Unsurprisingly, the museums that are bucking these trends are those that have embraced a different reference point: one of an interactive, educational, social experience. I'm talking about zoos, aquaria, science centers, and children's museums--all of which do a much better job supporting and stewarding diverse participation than traditional art, history, and science museums. These museums offer more inclusive experiences, and they reach broader audiences.

The most galling artifact of white privilege in museums is expressed in their extreme reluctance to confront the reality of increasing irrelevance. Only an organization in the most privileged position could experience declining participation and argue that its relevance is increased because of its relative rarity. Only an organization suffering from extreme delusion and a healthy endowment could dismiss inclusive forms of engagement as "pandering." I have worked with white museums in majority-black cities that are neither willing nor forced to accept the fact that they are not representative of their communities. The fact that a city or state history museum could blithely disenfranchise the majority of its citizens is shocking. And it's made possible because of the privileged position of Whiteness.

How is this discussion different in 2013 than it was in the 1980s and 1990s, when the "diversity wars" were raging at museums and other arts institutions? When I look back on debates and writings from that time, the statements about inclusion and fairness are just as apt as if they were written today. The difference, I think, is two-fold:
  1. On the positive side, there is more data, and therefore more arsenal, to mount an argument that the position of Whiteness and privilege in traditional museums and arts institutions is unrepresentative of our entire population's interests and needs. Shifting ideas about authority, access to information, and arts participation crosses racial, socio-economic, and generational boundaries. White privilege is becoming increasingly antiquated and indefensible. 
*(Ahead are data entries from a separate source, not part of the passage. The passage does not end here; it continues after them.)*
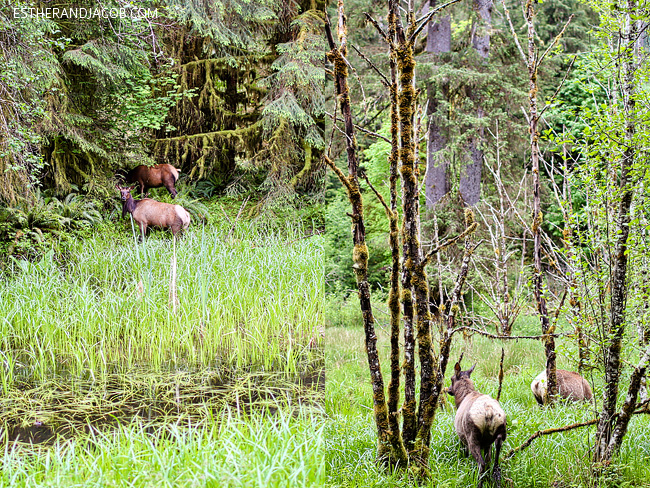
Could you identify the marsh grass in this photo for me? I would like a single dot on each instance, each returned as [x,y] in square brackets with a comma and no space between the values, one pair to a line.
[227,450]
[252,302]
[559,460]
[106,333]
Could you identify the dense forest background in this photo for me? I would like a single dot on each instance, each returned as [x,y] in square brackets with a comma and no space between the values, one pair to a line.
[473,125]
[492,161]
[229,92]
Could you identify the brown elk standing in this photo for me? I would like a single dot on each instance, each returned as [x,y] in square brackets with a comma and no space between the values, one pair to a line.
[480,421]
[150,212]
[570,385]
[154,177]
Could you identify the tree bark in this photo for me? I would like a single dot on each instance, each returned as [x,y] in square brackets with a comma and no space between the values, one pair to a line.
[538,280]
[437,178]
[390,446]
[606,444]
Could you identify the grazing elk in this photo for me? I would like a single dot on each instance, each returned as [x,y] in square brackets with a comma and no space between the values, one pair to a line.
[154,177]
[480,421]
[570,385]
[150,212]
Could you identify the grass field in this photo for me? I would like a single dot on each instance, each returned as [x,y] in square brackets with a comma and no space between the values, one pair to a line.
[120,368]
[559,460]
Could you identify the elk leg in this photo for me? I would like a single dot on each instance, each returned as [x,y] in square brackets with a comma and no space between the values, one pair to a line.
[496,470]
[475,450]
[143,231]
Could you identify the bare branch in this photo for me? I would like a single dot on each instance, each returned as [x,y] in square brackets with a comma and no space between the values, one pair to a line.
[428,18]
[555,41]
[361,129]
[449,242]
[548,432]
[381,31]
[514,33]
[337,170]
[559,87]
[372,65]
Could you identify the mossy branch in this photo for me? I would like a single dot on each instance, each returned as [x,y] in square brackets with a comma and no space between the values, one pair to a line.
[389,212]
[449,242]
[338,172]
[422,23]
[381,31]
[554,430]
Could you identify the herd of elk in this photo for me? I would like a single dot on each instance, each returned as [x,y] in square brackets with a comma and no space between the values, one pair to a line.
[148,212]
[480,421]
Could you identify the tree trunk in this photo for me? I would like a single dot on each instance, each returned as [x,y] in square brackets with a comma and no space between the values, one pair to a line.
[470,183]
[390,447]
[437,179]
[538,282]
[606,444]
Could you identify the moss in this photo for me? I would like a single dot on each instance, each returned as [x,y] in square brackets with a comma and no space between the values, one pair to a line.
[360,254]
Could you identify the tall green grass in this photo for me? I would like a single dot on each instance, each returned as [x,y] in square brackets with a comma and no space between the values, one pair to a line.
[253,301]
[277,451]
[560,460]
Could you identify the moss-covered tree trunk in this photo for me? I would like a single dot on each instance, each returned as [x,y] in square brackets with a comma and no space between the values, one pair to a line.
[538,280]
[390,445]
[608,441]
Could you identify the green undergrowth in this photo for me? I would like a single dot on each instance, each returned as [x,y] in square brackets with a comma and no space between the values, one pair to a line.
[249,301]
[225,316]
[559,460]
[226,450]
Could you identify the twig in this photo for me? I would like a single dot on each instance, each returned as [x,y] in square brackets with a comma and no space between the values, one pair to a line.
[360,129]
[555,41]
[540,433]
[237,218]
[508,338]
[428,18]
[381,31]
[389,212]
[338,172]
[573,60]
[372,65]
[566,428]
[449,242]
[514,33]
[503,353]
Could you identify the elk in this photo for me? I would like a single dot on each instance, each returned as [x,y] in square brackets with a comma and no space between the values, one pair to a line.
[570,385]
[150,212]
[154,177]
[480,421]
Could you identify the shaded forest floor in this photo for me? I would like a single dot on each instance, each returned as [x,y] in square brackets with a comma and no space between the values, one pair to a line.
[196,362]
[559,460]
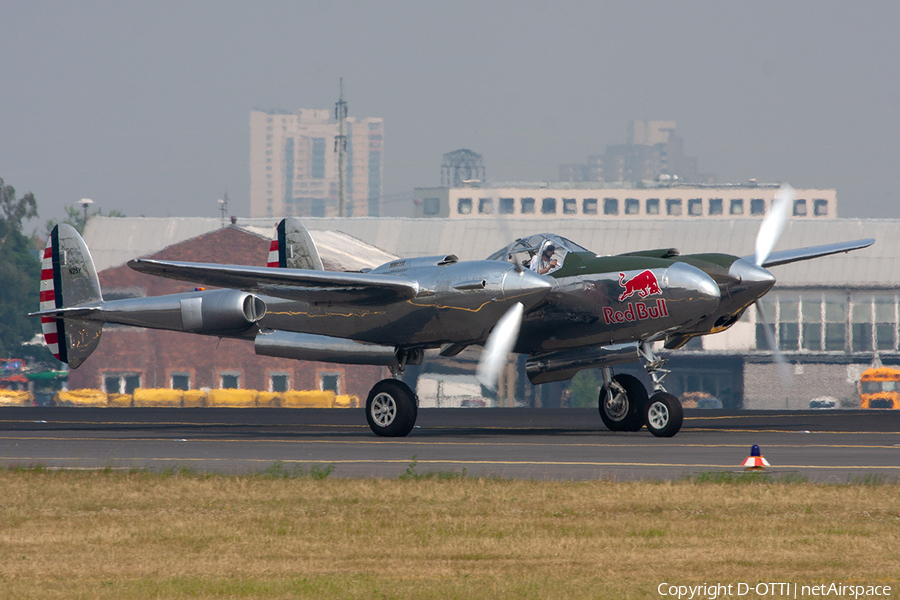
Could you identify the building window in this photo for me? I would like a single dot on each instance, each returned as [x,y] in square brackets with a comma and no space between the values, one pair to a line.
[431,206]
[757,206]
[820,207]
[121,383]
[279,382]
[181,381]
[610,206]
[695,207]
[330,382]
[230,380]
[673,206]
[885,322]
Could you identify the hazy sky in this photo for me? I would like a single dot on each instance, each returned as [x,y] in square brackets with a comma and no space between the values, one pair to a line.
[144,107]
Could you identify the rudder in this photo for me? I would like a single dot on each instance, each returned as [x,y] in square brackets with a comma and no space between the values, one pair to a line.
[68,278]
[293,248]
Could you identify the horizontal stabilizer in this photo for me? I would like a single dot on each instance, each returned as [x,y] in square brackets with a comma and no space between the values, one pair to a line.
[788,256]
[291,284]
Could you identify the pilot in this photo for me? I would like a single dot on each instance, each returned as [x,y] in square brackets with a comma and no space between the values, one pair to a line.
[542,263]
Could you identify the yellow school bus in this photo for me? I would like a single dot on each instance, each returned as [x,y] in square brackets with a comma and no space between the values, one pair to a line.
[880,388]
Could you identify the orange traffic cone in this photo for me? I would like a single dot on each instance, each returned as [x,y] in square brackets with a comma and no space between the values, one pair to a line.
[755,462]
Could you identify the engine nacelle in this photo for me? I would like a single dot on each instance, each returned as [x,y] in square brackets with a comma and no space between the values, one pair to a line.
[564,364]
[323,348]
[210,312]
[221,310]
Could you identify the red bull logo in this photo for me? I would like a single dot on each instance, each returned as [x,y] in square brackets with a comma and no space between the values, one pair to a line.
[643,284]
[636,311]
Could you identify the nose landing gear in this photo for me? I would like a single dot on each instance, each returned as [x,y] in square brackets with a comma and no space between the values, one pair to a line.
[624,402]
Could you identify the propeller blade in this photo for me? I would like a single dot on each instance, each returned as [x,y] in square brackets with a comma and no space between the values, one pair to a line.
[498,346]
[784,372]
[773,224]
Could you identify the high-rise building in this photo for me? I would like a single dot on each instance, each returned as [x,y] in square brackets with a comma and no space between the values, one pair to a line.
[653,152]
[294,164]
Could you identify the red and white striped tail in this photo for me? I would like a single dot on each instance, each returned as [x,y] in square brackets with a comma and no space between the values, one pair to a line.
[273,254]
[48,301]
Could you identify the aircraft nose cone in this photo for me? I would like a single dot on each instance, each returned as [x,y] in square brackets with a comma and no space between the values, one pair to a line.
[693,285]
[754,281]
[752,275]
[525,286]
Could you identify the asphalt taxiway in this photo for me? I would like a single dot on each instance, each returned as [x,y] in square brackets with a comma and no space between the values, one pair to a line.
[832,446]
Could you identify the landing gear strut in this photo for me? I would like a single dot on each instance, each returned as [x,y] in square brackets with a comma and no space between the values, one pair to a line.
[624,405]
[663,413]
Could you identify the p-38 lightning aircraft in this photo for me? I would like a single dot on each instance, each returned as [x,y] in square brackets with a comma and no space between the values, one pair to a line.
[568,309]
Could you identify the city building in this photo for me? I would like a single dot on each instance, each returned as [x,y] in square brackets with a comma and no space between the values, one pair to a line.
[653,152]
[656,201]
[295,163]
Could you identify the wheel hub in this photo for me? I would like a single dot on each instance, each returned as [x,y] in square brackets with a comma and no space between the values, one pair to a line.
[657,415]
[384,409]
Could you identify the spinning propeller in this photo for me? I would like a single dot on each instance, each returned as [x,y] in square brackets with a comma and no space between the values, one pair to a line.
[769,232]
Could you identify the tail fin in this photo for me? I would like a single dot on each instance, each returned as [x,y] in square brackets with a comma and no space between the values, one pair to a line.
[68,278]
[293,248]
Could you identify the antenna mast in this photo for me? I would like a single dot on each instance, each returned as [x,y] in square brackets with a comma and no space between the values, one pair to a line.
[340,145]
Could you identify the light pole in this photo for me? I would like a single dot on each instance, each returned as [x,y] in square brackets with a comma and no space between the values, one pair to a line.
[85,202]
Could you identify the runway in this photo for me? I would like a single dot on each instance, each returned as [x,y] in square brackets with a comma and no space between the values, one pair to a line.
[572,444]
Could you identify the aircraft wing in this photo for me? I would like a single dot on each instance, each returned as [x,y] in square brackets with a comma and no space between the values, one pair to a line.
[788,256]
[291,284]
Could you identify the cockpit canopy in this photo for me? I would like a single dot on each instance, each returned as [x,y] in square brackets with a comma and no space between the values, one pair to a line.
[529,250]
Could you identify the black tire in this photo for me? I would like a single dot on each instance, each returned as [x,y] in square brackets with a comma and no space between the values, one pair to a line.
[391,408]
[626,411]
[664,414]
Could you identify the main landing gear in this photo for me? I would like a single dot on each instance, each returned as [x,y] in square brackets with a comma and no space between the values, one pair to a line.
[625,405]
[392,407]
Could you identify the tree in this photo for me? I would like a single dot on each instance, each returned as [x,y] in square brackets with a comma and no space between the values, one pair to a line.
[14,211]
[20,273]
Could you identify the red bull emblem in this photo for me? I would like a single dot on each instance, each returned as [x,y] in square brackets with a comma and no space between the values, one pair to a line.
[643,284]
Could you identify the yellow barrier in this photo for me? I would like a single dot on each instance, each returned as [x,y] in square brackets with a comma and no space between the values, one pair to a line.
[232,398]
[346,401]
[16,398]
[85,397]
[166,398]
[162,398]
[119,400]
[269,399]
[194,399]
[312,399]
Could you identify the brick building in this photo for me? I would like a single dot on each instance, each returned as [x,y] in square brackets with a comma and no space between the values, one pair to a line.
[130,357]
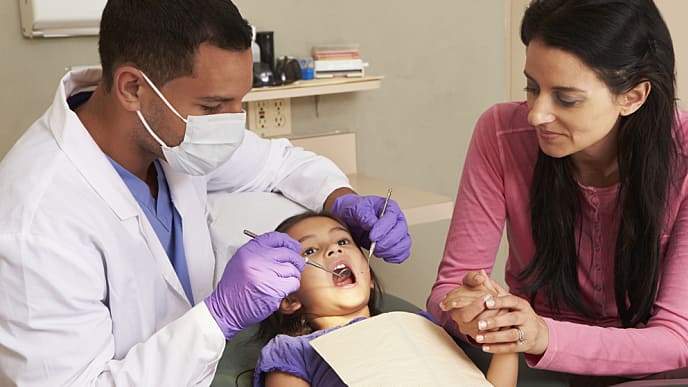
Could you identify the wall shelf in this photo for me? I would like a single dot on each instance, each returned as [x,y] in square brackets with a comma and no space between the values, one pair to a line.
[314,87]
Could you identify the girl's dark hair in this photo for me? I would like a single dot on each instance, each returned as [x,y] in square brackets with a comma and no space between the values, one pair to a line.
[625,42]
[296,324]
[161,37]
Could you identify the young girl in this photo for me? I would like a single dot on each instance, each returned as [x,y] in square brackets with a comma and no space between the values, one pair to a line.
[326,302]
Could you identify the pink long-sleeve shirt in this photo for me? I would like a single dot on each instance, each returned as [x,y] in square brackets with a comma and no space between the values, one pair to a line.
[494,190]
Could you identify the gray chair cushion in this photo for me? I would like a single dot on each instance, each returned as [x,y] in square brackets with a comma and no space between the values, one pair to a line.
[241,353]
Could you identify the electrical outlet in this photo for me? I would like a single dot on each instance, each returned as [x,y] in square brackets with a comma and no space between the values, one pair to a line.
[270,118]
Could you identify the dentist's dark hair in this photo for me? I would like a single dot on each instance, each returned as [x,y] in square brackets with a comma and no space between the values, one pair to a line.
[626,42]
[161,37]
[297,324]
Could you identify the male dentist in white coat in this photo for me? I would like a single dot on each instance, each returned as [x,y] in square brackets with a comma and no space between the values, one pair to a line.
[106,262]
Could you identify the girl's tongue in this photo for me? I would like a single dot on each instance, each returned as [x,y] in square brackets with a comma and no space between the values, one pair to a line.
[346,275]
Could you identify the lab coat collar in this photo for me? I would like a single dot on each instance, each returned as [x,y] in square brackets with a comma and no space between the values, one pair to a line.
[78,145]
[73,138]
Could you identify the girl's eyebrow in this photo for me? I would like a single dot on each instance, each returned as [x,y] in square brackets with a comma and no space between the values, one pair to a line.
[338,228]
[332,230]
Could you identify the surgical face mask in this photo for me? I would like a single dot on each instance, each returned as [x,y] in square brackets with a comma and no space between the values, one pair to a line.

  2. On the negative side, increased efforts at inclusion have been treated primarily as add-ons and not as necessary changes to the heart of white institutions. Now, when asked about diversity, most white institutions can point to a particular program or initiatives and say, "we've got that covered." In the worst cases, demographically-targeted programs can be used as fundraising shills ("poverty pimping") to protect the white privilege machine that most of the budget fuels. The overall result is that white museums are grossly unprepared to meet the challenge of dramatic shifts in demographics and cultural engagement interests. They've added colorful patches to their garments when the whole cloth needs to change. 
I am a white woman. I cannot change my race or gender. What I can do is acknowledge the privileged frame which I have been granted, and try with humility and openness to relentlessly challenge and expand it. I feel this is something that we have to do both personally and institutionally to make our organizations as relevant and essential as possible.